Three out of the five finalist photos are made with film cameras.

It would be interesting to the proportions between film and digital for the last twenty images.

Awesome photos, each one! And I think the photographer's notes on each make them even more interesting. While each of us like to speculate on a photo's meaning and how it affects us individually, I think having the photographer's point-of-view often gives more depth to the photo.

An interesting set of photos, taken with an interesting set of cameras.

Hmmm...only one is digital capture. Interesting.

Strangely, with the descriptions I enjoy and understand some of these pictures much better now. And even more strangely, Leigh Perry's garage picture that really didn't touch me otherwise, now makes complete sense in the light of his seascapes on his webpage. I find his seascapes absolutely marvelous. They are the kind of pictures I generally like making myself too - a little different in slant but somehow in that vein: smallness of people in the face of space, and space itself.

I'm hoping that Roy takes a print of his photo to that barbershop to present it to the owner. He could make some folks very happy.

Would Ctein consider making a dye-transfer print of Ms. Pickard's photograph? Wouldn't it work very nicely with that process in the smallish size the photographer herself likes? Besides, seeing that three out of five finalists have been "captured" on film, using a most traditional printing process for the two digital photographs would be fitting.

Well one of my picks is up there but damn me if the others aren't growing on me now

All great choices Mike. My entry was also made on film but to paraphrase the late great Duke Ellington, "If it looks good, it is good!", ("If it sounds good it is good.")

The minimalist shot seemed a joke. But it grows on me. I'd enjoy it printed around 4x5 feet on a wrapped canvas frame I think, in the right setting. Perhaps a commercial setting, or a flagrantly large minimalist home.

Road with pole also looks like a joke. But I like it. I took a similar shot in Montana a few years ago that I love. Its a contemplative shot, but at first impression its a lightly cluttered snapshot, so I wouldn't want it hanging in my house.

The steam train shot it stunning. Do want.

The water and rock mosaic would be a tremendous print, its one that I want badly. I can imagine it framed behind some good quality glass with a spotlight, just glimmering with life on my wall shaming the neighboring reality into second tier existence.

I like the barbershop image. Vibrant and alive and oozing stories for sure, but again, it would be a strange thing to see on my wall at home. Belongs in a book, I think.

So I guess that's my vote, rock mosaic first, steam train second. You could probably publish a book with the other images, and many of the other submissions.

If people want to learn about some of the positive things going on in Detroit, I recommend this video and the other two parts.


Leigh Perry's website has fantastic images suited for this contest.
I enjoy the seascapes especially Vision #P854.

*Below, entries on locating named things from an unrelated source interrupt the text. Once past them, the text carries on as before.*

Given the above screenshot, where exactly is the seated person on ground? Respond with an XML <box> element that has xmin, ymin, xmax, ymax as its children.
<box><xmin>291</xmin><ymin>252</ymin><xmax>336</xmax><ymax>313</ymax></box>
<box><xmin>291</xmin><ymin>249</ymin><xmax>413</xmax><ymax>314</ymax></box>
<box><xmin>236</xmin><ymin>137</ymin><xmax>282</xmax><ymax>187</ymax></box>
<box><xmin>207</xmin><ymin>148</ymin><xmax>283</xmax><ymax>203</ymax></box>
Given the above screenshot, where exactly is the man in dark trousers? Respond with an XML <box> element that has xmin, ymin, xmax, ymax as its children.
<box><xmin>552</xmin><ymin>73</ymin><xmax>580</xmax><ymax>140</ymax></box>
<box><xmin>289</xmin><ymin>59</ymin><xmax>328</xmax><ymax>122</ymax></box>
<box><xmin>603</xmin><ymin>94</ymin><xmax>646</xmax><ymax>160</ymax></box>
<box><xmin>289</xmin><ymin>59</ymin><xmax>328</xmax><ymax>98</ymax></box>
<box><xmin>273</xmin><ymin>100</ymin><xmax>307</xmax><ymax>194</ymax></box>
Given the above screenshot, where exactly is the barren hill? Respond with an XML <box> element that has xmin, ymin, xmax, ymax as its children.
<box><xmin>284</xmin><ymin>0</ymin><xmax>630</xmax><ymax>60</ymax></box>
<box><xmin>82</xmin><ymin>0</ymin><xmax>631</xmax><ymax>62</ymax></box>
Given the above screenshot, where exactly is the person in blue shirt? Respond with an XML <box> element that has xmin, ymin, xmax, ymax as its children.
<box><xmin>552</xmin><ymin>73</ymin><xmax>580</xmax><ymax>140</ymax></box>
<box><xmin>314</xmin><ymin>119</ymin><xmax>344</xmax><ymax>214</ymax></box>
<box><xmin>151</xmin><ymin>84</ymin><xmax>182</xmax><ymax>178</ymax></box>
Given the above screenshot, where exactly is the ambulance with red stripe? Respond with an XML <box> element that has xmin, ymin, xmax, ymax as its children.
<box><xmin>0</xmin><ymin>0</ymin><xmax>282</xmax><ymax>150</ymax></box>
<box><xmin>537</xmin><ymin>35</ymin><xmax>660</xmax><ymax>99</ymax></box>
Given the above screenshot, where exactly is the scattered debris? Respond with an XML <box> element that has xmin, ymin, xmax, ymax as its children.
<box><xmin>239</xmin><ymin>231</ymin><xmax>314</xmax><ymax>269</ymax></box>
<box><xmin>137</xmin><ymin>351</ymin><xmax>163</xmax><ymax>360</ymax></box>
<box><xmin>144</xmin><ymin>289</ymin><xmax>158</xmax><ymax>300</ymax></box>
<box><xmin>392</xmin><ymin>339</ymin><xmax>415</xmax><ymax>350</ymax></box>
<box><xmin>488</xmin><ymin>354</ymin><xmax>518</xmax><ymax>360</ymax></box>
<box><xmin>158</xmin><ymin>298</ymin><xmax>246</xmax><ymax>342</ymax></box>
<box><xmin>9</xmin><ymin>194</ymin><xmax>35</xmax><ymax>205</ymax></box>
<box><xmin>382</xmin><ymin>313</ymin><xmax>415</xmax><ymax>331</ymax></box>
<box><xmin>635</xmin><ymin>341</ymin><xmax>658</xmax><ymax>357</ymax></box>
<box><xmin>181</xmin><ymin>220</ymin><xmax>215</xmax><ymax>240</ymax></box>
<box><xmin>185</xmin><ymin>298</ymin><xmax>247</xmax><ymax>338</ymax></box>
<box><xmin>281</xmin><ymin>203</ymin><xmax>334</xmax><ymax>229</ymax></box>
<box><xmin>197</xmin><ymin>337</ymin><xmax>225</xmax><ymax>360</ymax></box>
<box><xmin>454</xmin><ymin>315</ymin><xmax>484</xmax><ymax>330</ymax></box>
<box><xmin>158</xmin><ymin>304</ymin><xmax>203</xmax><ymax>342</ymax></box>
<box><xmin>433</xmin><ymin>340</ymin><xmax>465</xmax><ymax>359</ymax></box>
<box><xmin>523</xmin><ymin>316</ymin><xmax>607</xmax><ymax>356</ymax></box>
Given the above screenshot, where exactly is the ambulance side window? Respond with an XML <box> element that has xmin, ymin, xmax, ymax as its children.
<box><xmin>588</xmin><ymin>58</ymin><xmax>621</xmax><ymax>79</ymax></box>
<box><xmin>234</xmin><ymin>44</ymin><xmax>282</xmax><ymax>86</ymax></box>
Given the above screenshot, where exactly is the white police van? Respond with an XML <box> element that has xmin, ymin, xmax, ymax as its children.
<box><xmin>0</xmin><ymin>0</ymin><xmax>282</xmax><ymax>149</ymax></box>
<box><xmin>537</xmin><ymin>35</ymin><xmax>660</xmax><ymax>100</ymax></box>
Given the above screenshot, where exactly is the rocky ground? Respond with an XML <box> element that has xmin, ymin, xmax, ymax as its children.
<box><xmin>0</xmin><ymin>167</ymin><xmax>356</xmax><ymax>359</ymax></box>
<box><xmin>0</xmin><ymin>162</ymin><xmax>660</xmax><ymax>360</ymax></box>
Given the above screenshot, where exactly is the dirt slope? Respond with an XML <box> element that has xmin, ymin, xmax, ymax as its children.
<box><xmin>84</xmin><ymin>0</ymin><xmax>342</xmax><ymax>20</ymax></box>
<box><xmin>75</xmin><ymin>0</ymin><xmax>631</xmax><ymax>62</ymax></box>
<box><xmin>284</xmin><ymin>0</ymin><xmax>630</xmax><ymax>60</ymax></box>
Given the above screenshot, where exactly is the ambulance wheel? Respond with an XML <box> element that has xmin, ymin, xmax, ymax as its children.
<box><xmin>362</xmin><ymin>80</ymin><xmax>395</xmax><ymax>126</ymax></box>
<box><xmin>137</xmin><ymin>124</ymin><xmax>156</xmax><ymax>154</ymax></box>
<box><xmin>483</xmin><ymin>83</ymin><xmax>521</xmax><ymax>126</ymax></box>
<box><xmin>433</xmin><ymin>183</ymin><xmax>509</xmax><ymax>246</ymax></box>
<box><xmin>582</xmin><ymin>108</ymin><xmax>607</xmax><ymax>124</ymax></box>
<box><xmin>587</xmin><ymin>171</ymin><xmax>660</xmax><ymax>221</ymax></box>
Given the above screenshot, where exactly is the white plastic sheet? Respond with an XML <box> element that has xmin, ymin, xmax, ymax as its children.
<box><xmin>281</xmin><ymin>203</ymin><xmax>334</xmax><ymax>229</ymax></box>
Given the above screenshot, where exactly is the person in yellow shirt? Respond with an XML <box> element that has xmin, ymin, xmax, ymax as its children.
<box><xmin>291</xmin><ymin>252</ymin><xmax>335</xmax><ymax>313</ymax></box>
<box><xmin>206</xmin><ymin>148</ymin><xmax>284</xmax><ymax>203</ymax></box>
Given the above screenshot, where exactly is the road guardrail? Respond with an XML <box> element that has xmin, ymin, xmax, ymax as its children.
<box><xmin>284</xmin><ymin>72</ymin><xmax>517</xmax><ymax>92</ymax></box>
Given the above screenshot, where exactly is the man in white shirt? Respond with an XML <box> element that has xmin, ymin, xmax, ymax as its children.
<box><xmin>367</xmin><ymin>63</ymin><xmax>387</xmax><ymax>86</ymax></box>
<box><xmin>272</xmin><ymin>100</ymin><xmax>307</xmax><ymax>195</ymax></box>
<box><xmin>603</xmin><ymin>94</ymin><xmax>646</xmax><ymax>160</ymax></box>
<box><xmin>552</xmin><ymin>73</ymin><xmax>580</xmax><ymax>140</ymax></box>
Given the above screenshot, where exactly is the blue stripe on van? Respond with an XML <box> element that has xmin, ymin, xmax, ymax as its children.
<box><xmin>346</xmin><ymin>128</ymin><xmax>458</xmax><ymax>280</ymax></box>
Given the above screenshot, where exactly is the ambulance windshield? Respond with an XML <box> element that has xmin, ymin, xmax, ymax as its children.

I shot a TV news story on the Challenger a few years back. We got on board in Council Bluffs, Iowa and we went to David City Nebraska which would be a trip of about eighty miles.
We had a second crew chasing the train for exterior shots. Full tilt this thing runs about 75mph and up in the cab that feels really fast.
Next to the firebox the crew keeps a bucket of sand. From time to time the engineer will toss a scoop of it into the fire to "decoke" the boiler. That instantaly caused the smoke to go jet black.
This train attracts a lot of attention whenever it runs and there were people at every crossing along the way taking pictures.
A couple of times on the trip the engineer spotted a gaggle (lamentation, congress,pride,
knot?) of photographers coming up and said "let's give them a nice picture" and tossed in a scoop of sand. Gotta love that.
Great picture by the way. But frankly they are all pretty terrific.

I feel this is a really great selection of pictures you have here, Mike, all of them very good compositions. And your explanation of "choosing prints that will sell" is excellent.
A picture of mine, of a castle, tends to sell year after year. I used to refer to it privately as my "mickey-mouse print" because I thought it too ordinary and a cliche ..etc...But customers kept on saying "wouldn't that look good on our wall". So now I call it one of my favorites...!

Is anyone else saddened by the fact that many people's first reaction to a great photo is a cry of, "Photoshopped!" or, "Staged!"? The Internet has turned us into a gang of miserable cynics. A healthy bit of skepticism is recommended for anything you see online, but I think we've swung the pendulum too far in the other direction to avoid looking like fools for believing an online lie and have instead made ourselves look like fools for calling shenanigans on everything without just and sufficient cause.

Great photos with a nice distribution of styles, subjects, and techniques. Love that you're doing this, Mike. I hope it becomes a regular occurrence because seeing other readers' work is proving inspirational for me and I'm sure many others.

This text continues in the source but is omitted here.